[Date Prev][Date Next][Thread Prev][Thread Next][Date Index][Thread Index]
Re: [idn] what are the IDN identifiers?
> We have [STD13] defines that LDH are the DNS identifiers,
> then what are the IDN identifiers? UCS is too big and contains
> many semantically equivalent characters for IDN. Should we
> ask for a table of semantically equivalent character sets
> definition table from Unicode Consortium?
To me, what you saying is no different from Normalization Form.
> 1) label separators, ie puncturations and formating marks
> 2) structured data indicators, ie. $/%/& ...
> 3) unstructured data identifiers, ie. alphabet, CJKs,
> sound marks...
Take a look at the categories. It is already there. We just have to use
it properly.
> 1)case insensitive,
Case folding. Done.
> 2)size or width insensitive,
Normalization Form. Done.
> 3)font insensitive (include majority of TC/SC)

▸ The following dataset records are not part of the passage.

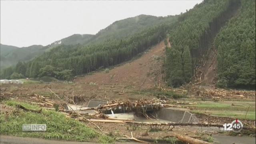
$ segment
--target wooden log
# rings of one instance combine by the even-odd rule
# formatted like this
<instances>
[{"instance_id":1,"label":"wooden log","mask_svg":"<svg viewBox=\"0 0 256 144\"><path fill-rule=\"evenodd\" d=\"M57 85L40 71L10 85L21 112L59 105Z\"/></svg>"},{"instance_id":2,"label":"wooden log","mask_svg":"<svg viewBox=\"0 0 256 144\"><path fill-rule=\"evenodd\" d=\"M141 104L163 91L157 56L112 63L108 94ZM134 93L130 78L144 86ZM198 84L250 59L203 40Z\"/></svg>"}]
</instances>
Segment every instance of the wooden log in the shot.
<instances>
[{"instance_id":1,"label":"wooden log","mask_svg":"<svg viewBox=\"0 0 256 144\"><path fill-rule=\"evenodd\" d=\"M134 121L133 120L129 119L127 118L113 118L109 117L108 118L108 120L125 120L125 121Z\"/></svg>"},{"instance_id":2,"label":"wooden log","mask_svg":"<svg viewBox=\"0 0 256 144\"><path fill-rule=\"evenodd\" d=\"M25 107L21 105L20 104L17 104L16 105L16 107L17 107L19 108L21 108L22 109L25 110L26 112L31 112L37 113L41 113L41 112L42 112L42 108L39 110L30 109L26 108Z\"/></svg>"},{"instance_id":3,"label":"wooden log","mask_svg":"<svg viewBox=\"0 0 256 144\"><path fill-rule=\"evenodd\" d=\"M122 123L131 124L141 125L148 125L148 126L208 126L208 127L217 127L219 128L223 127L223 124L208 124L200 123L180 123L176 122L170 123L154 123L154 122L143 122L134 121L127 121L125 120L96 120L96 119L90 119L90 120L92 122L106 122L106 123ZM253 128L247 127L244 126L243 127L244 130L255 130Z\"/></svg>"},{"instance_id":4,"label":"wooden log","mask_svg":"<svg viewBox=\"0 0 256 144\"><path fill-rule=\"evenodd\" d=\"M177 134L176 136L179 140L190 144L210 144L208 142L190 138L187 136L182 136L180 134Z\"/></svg>"},{"instance_id":5,"label":"wooden log","mask_svg":"<svg viewBox=\"0 0 256 144\"><path fill-rule=\"evenodd\" d=\"M45 107L42 107L42 108L45 109L47 109L47 110L56 110L56 109L54 108L45 108ZM59 109L58 111L60 112L72 112L72 111L64 110L64 109Z\"/></svg>"},{"instance_id":6,"label":"wooden log","mask_svg":"<svg viewBox=\"0 0 256 144\"><path fill-rule=\"evenodd\" d=\"M46 106L46 104L45 104L45 103L40 103L40 102L30 102L30 104L35 104L40 105L41 105L42 106Z\"/></svg>"}]
</instances>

Unicode Consortium dont deal with fonts. It provide characters for
references, but not fonts standardisation. TC-SC is not "font
sensitivity" issues.
> 4)language insensitive (include CJK),
Normalization form *is* language insensitive. It only deals with
scripts.
> 5)combination insensitive(regardless NFC or KNFC).
> Language insensitive: ie. circled numbers, circled
> Han numerals, Dingbats, subset of CJKs. But other
> subset of CJK will be different semantically for each
> languages, then we have to have separated tables to
> work with for each or them.
You are venturing into a very dangerous area of script vs language.
ISO10646 and UCS is a script based CCS, not a language-based.
The moment we want to deal with "language", we are on our own.
AFAICS, we do have agreement that we can do I18N, => script.
We do not have agreement to do multilingual => language.
Please dont confuse the two.
I have no intention to start a conversation about "multilingual domain
names". We tried and the conclusion is that it is not possible.
-James Seng